Complete Service, Phototype on Kitakata, 46 by 36 cm, 2011. This still life incorporates an album by Anita Bryant called "Abiding Love" along with a great corn-on-the-cob serving set (in the original display box) that I found at a Thrift Shop. The figurine conversation started off with a kicking-kid offering the demure Virgin Mary a swig of milk. Beside Mary is a most phallic cactus and lurking overhead is a double-image of a sporty dog, complete with tartan top-hat!
Baby Album, Phototype on Kitakata, 50 by 44 cm, 2011. I seem to have a plethora of adorable lamb figurines, which is not surprising since lambs so perfectly symbolize the joyous innocence that a new birth brings, and I am certain they were popular sellers during the post war baby-boom. Along with my cutesy lambs we have a peach shaped cookie jar (which really just looks like a bum) and the quintessential cluster of grapes - that for centuries have adorned so many still lifes. My grapes, however, are made of a wondrous rubbery plastic. Surrounding this assemblage is several cameras (equally wondrously plastic) that also became a symbol of the optimistic 50's. Topping it all off, is one of my favourite anthropomorphized objects within my collection, the lady buy salt-and-pepper shaker! What were they thinking? "I know, lets turn a lady bug into a human, giver her heart shaped pupils, long eye lashes and a crown-like head wrap.... but wait, we will turn them into salt-and-peper shakers just to make them useful."
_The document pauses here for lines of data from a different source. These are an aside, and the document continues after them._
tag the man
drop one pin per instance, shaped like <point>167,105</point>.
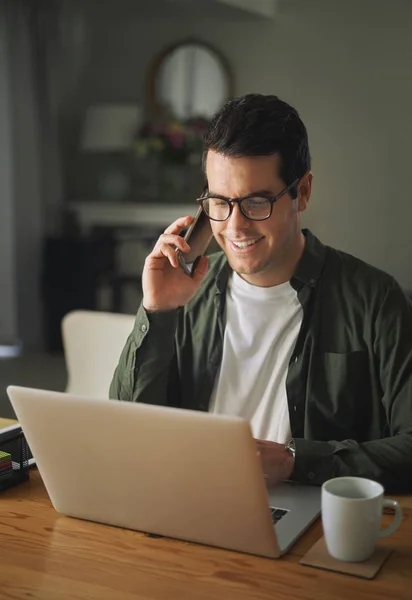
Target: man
<point>311,345</point>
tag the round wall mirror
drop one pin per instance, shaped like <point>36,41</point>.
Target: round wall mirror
<point>189,80</point>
Wednesday, October 5, 2011
Curator and Catalogue Author
Amazing news, we have managed a major coup - Denis Longchamps PhD has agreed to be the exhibition curator and catalogue author. The Montreal-based educator/curator brings his expertise in historic ceramics along with his knowledge of the genre known as "still-life" to this project. The installation at upART (Gladstone Hotel, Toronto, Canada) will be presented by Frances Thomas Art Projects but Denis has agreed to work with Frances and I to curate the collection and has written an insightful essay that places my work in context both historically as well as aesthetically.
Denis received his PhD in art history from Concordia University in 2009 and was a research fellow at the Yale Center for British Art in 2010. An independent writer and curator, he has contributed essays, articles and reviews to magazines and journals. He is the publisher and managing editor of Cahiers métiers d’art : Craft Journal.